Terror Strikes in Saudi Arabia
The rare decision to slap a ban on visas from a string of mainly Muslim nations comes amid the spiraling threat perception in the Middle East following the Prophet cartoon row in France. The Islamic State (ISIS) carried out a striking terror attack in Saudi Arabia earlier this month, targeting foreign diplomats.
The bomb attack at the Remembrance Day ceremony at a non-Muslim cemetery in Jeddah had injured several people. Diplomats from western nations were attending the ceremony when the attack took place. Embassy staff from France, Greece, Italy, the UK and the US were in attendance and some of them were wounded in the attack.
Before that, in October, a guard at the French consulate in Jeddah was stabbed by a Saudi citizen.
The UAE government's visa ban on select countries comes two months after Abu Dhabi normalized relations with Israel. The move had angered many in the Islamic world, especially in countries like Iran, Turkey and Pakistan. While the world at large hailed the move, brokered by US president Donald Trump, the critics accused UAE of reneging on the Palestinian cause.
US Warned of Terror Strikes in Gulf
On October 28, the US embassy in the UAE issued an advisory warning American citizens of the chance of terror attacks in the Gulf.

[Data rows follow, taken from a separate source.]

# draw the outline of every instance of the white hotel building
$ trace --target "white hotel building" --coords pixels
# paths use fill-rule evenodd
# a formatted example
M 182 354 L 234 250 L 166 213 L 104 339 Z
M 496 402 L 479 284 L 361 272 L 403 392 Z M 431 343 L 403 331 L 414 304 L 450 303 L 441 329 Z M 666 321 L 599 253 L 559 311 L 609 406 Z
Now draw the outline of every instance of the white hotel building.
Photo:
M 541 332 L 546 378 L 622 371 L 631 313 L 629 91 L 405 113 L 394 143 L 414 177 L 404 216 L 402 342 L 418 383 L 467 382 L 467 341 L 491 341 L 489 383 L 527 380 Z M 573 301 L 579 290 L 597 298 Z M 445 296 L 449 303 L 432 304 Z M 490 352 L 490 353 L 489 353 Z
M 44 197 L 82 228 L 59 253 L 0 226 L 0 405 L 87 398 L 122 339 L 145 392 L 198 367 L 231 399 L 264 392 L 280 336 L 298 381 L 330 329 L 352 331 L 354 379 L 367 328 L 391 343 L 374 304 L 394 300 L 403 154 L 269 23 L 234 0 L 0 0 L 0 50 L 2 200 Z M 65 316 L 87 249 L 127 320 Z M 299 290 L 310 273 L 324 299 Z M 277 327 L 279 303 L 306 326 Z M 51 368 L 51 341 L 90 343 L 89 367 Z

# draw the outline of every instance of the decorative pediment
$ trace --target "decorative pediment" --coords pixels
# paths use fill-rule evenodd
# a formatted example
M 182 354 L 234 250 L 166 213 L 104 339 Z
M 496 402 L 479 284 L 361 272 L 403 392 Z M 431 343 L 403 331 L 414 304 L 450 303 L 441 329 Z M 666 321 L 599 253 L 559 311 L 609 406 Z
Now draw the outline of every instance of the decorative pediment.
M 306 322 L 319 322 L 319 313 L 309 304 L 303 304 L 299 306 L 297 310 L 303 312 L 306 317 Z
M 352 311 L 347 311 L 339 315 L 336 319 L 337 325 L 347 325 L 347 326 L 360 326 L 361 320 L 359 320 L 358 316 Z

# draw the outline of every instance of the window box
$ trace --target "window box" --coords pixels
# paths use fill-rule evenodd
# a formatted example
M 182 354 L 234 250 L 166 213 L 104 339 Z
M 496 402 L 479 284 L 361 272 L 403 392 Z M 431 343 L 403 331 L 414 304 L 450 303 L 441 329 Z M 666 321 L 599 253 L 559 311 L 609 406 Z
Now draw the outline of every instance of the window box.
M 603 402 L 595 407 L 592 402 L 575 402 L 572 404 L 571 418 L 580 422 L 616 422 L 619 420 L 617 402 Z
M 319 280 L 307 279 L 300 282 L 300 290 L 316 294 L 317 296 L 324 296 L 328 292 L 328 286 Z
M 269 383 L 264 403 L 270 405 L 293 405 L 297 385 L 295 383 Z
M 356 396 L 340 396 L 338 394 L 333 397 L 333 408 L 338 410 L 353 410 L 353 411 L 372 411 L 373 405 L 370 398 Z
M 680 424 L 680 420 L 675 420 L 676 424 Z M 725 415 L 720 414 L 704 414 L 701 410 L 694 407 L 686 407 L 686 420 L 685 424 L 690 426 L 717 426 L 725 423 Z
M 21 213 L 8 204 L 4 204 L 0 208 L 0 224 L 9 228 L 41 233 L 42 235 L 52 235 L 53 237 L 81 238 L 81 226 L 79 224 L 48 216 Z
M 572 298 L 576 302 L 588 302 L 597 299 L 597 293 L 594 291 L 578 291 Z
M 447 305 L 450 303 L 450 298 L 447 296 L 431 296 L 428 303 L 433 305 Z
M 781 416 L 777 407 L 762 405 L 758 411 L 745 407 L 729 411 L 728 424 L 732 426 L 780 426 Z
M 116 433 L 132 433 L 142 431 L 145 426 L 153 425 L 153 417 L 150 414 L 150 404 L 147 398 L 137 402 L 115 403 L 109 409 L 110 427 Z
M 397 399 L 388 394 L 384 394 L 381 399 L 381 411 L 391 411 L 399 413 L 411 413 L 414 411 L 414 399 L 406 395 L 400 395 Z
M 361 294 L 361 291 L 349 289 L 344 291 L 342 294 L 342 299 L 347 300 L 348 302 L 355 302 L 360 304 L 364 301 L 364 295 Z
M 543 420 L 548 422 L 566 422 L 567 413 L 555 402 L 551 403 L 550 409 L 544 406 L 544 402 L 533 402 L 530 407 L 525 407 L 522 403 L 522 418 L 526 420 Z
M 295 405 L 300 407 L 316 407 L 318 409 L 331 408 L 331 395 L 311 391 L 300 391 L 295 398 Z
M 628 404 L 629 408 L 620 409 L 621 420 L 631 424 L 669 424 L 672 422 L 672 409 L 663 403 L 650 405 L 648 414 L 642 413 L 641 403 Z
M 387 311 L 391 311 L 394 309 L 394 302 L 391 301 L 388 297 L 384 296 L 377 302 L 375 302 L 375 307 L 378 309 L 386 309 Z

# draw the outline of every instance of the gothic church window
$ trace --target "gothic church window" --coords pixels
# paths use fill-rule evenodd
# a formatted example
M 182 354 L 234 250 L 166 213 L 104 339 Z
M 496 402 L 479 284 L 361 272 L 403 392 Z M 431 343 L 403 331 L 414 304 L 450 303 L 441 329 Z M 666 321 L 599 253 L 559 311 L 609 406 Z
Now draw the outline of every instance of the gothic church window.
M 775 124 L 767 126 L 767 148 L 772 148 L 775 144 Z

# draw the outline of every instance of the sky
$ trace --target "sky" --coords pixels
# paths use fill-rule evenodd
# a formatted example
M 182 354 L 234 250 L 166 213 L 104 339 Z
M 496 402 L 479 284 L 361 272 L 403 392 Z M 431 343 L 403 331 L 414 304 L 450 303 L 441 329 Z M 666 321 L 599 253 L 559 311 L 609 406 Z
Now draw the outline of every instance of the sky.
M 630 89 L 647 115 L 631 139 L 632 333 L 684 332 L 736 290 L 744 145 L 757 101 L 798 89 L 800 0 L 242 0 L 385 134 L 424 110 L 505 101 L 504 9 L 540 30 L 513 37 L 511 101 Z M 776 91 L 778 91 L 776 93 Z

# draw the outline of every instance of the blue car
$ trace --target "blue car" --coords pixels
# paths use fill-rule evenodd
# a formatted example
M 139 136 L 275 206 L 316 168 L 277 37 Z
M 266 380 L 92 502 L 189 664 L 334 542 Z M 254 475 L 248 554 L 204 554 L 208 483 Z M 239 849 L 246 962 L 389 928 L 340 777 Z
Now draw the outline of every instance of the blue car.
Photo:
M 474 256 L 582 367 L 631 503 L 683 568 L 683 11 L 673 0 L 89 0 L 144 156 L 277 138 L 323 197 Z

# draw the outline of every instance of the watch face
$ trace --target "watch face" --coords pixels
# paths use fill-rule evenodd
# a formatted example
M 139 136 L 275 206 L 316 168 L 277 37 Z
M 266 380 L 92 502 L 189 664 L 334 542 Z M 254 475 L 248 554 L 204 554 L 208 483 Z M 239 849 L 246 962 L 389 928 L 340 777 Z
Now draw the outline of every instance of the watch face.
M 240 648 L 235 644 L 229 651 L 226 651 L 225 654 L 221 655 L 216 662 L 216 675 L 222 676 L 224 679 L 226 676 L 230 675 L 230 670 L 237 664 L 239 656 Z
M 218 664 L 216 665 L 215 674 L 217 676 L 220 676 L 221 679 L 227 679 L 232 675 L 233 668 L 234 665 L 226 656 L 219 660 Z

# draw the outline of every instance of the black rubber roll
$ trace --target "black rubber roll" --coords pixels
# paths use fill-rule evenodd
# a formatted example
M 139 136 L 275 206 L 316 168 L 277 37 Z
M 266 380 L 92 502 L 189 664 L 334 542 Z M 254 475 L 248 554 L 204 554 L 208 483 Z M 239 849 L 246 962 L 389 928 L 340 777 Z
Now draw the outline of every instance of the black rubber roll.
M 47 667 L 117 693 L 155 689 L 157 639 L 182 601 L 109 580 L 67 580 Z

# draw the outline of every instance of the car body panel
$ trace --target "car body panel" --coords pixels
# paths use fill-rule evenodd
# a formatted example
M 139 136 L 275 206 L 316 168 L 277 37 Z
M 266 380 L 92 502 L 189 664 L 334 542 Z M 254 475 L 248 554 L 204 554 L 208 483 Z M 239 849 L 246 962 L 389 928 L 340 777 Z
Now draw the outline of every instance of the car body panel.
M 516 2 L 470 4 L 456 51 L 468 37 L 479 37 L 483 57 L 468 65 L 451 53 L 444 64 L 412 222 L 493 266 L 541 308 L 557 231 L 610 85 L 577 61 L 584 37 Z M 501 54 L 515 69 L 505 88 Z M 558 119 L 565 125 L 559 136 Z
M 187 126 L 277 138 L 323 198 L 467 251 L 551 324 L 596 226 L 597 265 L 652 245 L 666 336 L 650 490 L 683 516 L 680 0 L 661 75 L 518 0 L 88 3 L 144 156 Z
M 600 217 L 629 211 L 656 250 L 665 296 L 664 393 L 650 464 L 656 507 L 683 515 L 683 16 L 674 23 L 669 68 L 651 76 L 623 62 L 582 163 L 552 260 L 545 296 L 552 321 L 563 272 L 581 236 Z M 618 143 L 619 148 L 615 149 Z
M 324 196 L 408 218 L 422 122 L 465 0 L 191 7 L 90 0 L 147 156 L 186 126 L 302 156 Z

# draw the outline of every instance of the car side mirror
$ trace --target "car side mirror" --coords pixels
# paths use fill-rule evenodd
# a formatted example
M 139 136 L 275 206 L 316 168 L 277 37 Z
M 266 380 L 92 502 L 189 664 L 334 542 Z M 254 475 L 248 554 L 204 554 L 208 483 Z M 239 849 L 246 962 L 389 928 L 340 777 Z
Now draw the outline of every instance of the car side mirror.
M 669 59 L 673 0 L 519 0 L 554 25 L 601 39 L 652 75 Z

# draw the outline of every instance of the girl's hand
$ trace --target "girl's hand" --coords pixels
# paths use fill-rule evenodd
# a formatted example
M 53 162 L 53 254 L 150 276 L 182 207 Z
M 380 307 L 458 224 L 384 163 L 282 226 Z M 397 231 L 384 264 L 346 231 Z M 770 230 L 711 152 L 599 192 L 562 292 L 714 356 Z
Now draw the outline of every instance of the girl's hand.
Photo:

"The Department of State remains concerned about the global threat of terrorism, including the possibility of terrorist attacks against US citizens and interests in the Gulf and Arabian Peninsula," the communique said.
"Terrorist organizations continue to plan attacks against Western targets; these attacks may employ a wide variety of tactics, including suicide operations, assassination, kidnapping, hijacking, and bombing," it warned.